Analyzing Camera Trap Pictures with AI

Using SpeciesNet (Google AI) to sort through hundreds of thousands of wildlife pictures from motion detection cameras (camera traps).

Preview page created using Megadetector dev-tools on a subset of predictions.
Urban Rivers - CamTrap AI Observations

A good example of successfull Great Blue Heron classification

Project Workflow

Process Images through the SpeciesNet Deep Learning Computer Vision Model.
Associate inferences back to images via md5 hash - Data Cleaning.
Explore Dataset - EDA.
Plan for model fine-tuning & next steps.

Notebook for processing images on Kaggle:

The notebook took 10 hours to run - 7 hours of which was just spent on downloading and resizing images. This is why I used batching and multi-threading for the images, but yet it still takes a while to go through 100k s3 links. Surely there’s a better way.

Data Cleaning and EDA

Our primary goal with image classification - before releasing a model - is to confirm that predictions are “accurate enough”. This generally takes shape by having a holdout set of images with known (human graded) classes the ai doesn’t have access to. In our situation, we don’t have this quite yet - images are being labeled and classifications are on the production server - but the speciesnet ensemble doesn’t yet have a fine-tuning or base truth approach listed.

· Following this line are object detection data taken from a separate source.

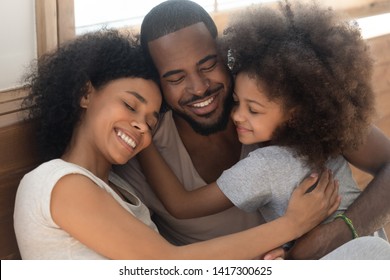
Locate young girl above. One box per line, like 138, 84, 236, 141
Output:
14, 28, 339, 259
140, 0, 386, 241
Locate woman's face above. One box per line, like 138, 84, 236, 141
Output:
232, 73, 290, 144
80, 78, 161, 164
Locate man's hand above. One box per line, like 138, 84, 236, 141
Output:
286, 219, 352, 260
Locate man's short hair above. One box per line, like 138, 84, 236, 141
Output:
141, 0, 218, 50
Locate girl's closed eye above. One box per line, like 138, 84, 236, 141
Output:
123, 101, 135, 112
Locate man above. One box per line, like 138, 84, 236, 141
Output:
117, 0, 390, 258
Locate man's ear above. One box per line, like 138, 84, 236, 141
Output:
80, 82, 93, 109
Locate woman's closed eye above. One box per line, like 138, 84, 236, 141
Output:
123, 101, 135, 112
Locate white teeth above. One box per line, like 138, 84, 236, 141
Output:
116, 130, 136, 149
192, 97, 214, 108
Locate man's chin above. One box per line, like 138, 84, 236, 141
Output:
179, 114, 229, 136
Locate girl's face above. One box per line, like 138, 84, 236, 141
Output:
232, 73, 290, 144
80, 78, 161, 164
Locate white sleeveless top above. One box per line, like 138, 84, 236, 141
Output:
14, 159, 157, 260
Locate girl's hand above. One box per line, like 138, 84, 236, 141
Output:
284, 170, 341, 236
263, 247, 286, 260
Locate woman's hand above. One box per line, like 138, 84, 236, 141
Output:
284, 170, 341, 236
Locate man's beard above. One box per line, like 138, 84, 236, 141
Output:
173, 94, 233, 136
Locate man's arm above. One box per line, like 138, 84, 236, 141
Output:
288, 126, 390, 259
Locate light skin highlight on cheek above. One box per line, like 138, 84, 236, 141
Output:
232, 73, 289, 144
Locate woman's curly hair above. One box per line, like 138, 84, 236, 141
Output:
221, 1, 374, 167
23, 29, 158, 160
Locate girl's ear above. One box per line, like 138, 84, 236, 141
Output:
80, 82, 93, 109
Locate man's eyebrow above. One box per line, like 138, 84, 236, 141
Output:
197, 54, 217, 65
162, 54, 217, 78
162, 70, 183, 78
125, 90, 148, 104
245, 99, 265, 108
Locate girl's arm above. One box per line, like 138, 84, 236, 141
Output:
138, 143, 233, 219
50, 171, 340, 259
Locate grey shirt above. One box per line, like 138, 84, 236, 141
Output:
217, 146, 361, 221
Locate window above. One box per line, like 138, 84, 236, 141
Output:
74, 0, 275, 34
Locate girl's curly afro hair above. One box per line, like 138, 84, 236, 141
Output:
221, 1, 374, 167
23, 30, 157, 160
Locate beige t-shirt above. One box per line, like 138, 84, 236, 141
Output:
114, 111, 263, 245
14, 159, 157, 260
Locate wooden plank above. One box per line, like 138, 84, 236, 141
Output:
0, 122, 42, 260
35, 0, 58, 57
367, 34, 390, 66
375, 91, 390, 120
57, 0, 76, 44
372, 61, 390, 94
0, 88, 27, 104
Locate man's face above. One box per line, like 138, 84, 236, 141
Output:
148, 23, 232, 135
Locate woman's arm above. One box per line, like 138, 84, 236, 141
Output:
138, 144, 233, 219
50, 170, 340, 259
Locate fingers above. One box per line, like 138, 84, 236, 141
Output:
264, 247, 286, 260
328, 180, 341, 215
296, 173, 322, 194
315, 169, 333, 192
315, 169, 341, 216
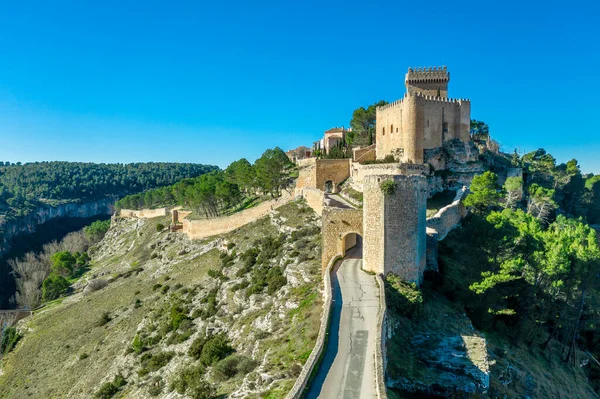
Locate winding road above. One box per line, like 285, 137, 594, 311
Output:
306, 240, 379, 399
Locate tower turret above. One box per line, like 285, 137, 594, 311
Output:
404, 66, 450, 98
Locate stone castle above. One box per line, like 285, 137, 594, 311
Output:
296, 67, 471, 283
375, 67, 471, 164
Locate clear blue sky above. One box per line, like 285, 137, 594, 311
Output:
0, 0, 600, 173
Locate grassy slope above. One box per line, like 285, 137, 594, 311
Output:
0, 203, 321, 398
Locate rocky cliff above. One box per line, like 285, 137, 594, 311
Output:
0, 197, 116, 256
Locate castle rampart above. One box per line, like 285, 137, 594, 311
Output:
363, 175, 427, 283
119, 208, 167, 219
375, 67, 471, 163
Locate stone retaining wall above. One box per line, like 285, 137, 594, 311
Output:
299, 187, 325, 216
119, 208, 167, 219
427, 187, 468, 241
286, 256, 340, 399
180, 190, 292, 239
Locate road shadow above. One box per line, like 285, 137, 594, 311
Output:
305, 239, 362, 399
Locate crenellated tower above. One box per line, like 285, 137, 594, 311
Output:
404, 66, 450, 98
375, 67, 471, 164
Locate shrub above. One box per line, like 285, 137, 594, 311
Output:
267, 267, 287, 295
385, 274, 423, 318
138, 352, 175, 377
83, 279, 108, 295
188, 336, 207, 359
171, 364, 216, 399
95, 374, 127, 399
171, 305, 189, 330
42, 273, 69, 302
96, 312, 112, 327
214, 355, 257, 381
200, 333, 234, 366
83, 219, 110, 242
131, 334, 146, 355
0, 327, 22, 355
148, 376, 165, 396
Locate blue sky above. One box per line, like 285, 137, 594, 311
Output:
0, 1, 600, 173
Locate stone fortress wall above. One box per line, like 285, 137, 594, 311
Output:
363, 175, 427, 284
119, 208, 167, 219
427, 187, 469, 241
180, 190, 293, 239
375, 67, 471, 164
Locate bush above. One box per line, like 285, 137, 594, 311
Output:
138, 352, 175, 377
267, 267, 287, 295
214, 355, 258, 381
42, 273, 69, 302
200, 333, 234, 366
96, 312, 112, 327
385, 274, 423, 318
131, 334, 146, 355
83, 220, 110, 242
171, 364, 217, 399
83, 279, 108, 295
188, 336, 207, 359
171, 305, 189, 330
0, 326, 22, 355
95, 374, 127, 399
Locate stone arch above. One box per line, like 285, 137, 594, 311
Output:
321, 208, 363, 271
323, 180, 336, 194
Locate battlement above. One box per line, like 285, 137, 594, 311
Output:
377, 92, 471, 111
405, 66, 450, 83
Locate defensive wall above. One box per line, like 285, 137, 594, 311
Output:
427, 186, 469, 272
375, 92, 471, 164
181, 190, 292, 239
350, 162, 429, 191
364, 175, 427, 284
352, 144, 377, 162
296, 187, 325, 216
296, 158, 352, 195
285, 257, 339, 399
321, 207, 364, 271
427, 187, 468, 241
119, 208, 167, 219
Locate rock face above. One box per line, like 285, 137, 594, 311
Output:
0, 197, 116, 256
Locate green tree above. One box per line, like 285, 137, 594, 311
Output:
254, 147, 294, 198
50, 251, 77, 277
464, 171, 501, 212
42, 274, 69, 302
504, 177, 523, 208
346, 100, 387, 147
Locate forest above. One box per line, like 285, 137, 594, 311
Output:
0, 162, 218, 217
435, 149, 600, 391
115, 147, 294, 217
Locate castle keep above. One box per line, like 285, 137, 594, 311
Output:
375, 67, 471, 164
296, 67, 471, 283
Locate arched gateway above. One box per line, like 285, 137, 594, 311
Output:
322, 175, 427, 284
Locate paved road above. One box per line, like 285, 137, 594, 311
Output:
306, 244, 379, 399
325, 194, 355, 209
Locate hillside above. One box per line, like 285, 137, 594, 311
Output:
0, 202, 321, 398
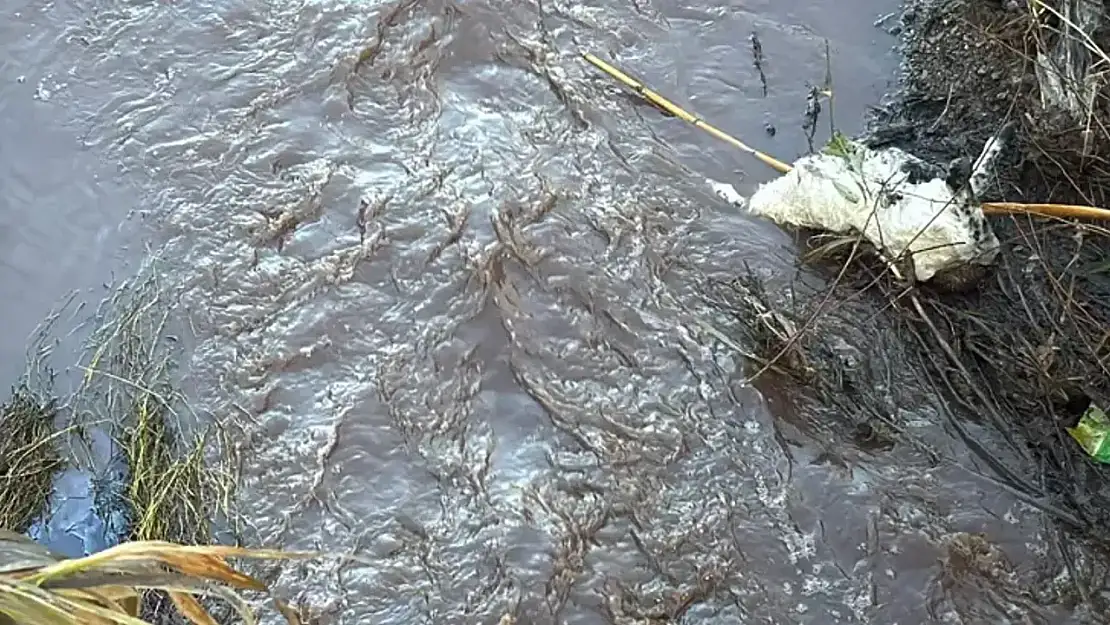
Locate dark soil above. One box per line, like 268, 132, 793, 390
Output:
875, 0, 1110, 538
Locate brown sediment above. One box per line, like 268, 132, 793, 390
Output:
715, 0, 1110, 545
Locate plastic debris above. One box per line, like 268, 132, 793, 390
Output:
1067, 404, 1110, 464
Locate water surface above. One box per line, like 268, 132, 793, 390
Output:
0, 0, 1092, 624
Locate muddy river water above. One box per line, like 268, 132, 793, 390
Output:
0, 0, 1092, 624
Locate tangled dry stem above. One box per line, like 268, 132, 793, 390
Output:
712, 0, 1110, 545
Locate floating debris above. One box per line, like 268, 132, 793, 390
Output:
750, 31, 767, 98
710, 134, 1005, 281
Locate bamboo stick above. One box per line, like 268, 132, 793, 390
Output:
582, 52, 790, 173
582, 52, 1110, 221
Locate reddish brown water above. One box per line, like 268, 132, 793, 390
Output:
0, 0, 1084, 624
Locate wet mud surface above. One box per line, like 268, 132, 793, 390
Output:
0, 0, 1102, 623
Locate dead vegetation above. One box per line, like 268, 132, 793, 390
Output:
0, 264, 288, 625
712, 0, 1110, 537
0, 385, 62, 532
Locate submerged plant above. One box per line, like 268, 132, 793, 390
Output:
0, 386, 63, 532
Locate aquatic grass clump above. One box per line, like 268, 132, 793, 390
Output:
0, 385, 64, 532
72, 265, 243, 622
0, 531, 314, 625
120, 393, 219, 544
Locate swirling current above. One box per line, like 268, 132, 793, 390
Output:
0, 0, 1090, 624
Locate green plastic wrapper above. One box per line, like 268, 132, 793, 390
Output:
1067, 405, 1110, 464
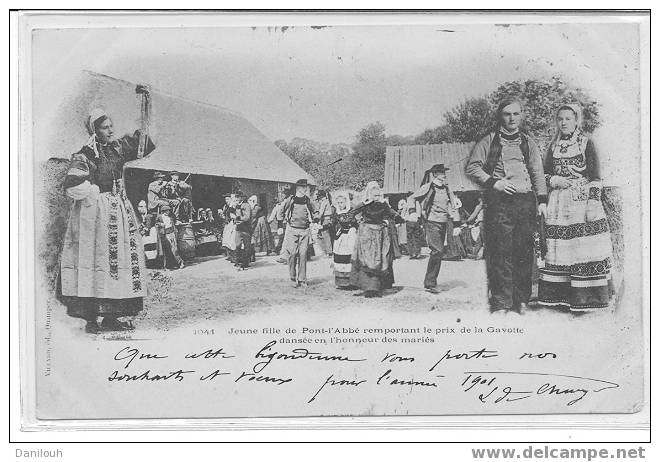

Ultimately this would let us “vote” on identifying species in photos using AI.

Since this is the first time we’re trying speciesnet, we’re going to do a few spot checks and EDA of the generated inference (predicted animals in photo) to understand how it performs.

Cleaning

After running the model we are left with a very long json file of 100k+ classifications and a pre-assembled [html pages][1] site through using megadetector-utils Here’s an example of the structure for one image where a great blue heron was classified:

{
    "filepath": "images/batch_5/bada276600ce2790b1d2877e7d6e7a25.jpg",
    "classifications": {
    "classes": [
        "96fe1a07-7ef1-4a2f-99e1-ec2c9a78b532;aves;pelecaniformes;ardeidae;ardea;herodias;great blue heron",
        "bfa75aeb-3187-48fe-95b9-f171465cc984;aves;pelecaniformes;ardeidae;ardea;cocoi;cocoi heron",
        "b1352069-a39c-4a84-a949-60044271c0c1;aves;;;;;bird",
        "f8db21f0-6b79-4444-8be4-b87906d56e6a;aves;pelecaniformes;ardeidae;ardea;albus;great egret",
        "1110460b-7f99-405b-a9b0-65a09ecccca1;aves;pelecaniformes;ardeidae;tigrisoma;lineatum;rufescent tiger-heron"
    ],
    "scores": [
        0.7359567880630493,
        0.07253273576498032,
        0.04953608289361,
        0.03795544430613518,
        0.008134812116622925
    ]
    },
    "detections": [
    {
        "category": "1",
        "label": "animal",
        "conf": 0.8977401256561279,
        "bbox": [
        0.0,
        0.0,
        0.3460410535335541,
        0.9453125
        ]
    }
    ],
    "prediction": "96fe1a07-7ef1-4a2f-99e1-ec2c9a78b532;aves;pelecaniformes;ardeidae;ardea;herodias;great blue heron",
    "prediction_score": 0.7359567880630493,
    "prediction_source": "classifier",
    "model_version": "4.0.1a"
}

First, we need to extract data from the JSON file into a dataframe so we can more easily parse through some questions. Looking at the JSON structure, we need the filepath, a paired list of the classifications and their scores, and a paired list of any detections and their scores. Speciesnet does ultimately give us a prediction inference based on a taxonomic hierarchy decision set, but to learn more, we want the full dataset minus some very low confidence prections. My preference for this step is to stick to pure python for parsing - aiming to create a list of dicts for generating a dataframe. In my opinion, this is a lot easier to read than the jargon in the pandas library for extraction.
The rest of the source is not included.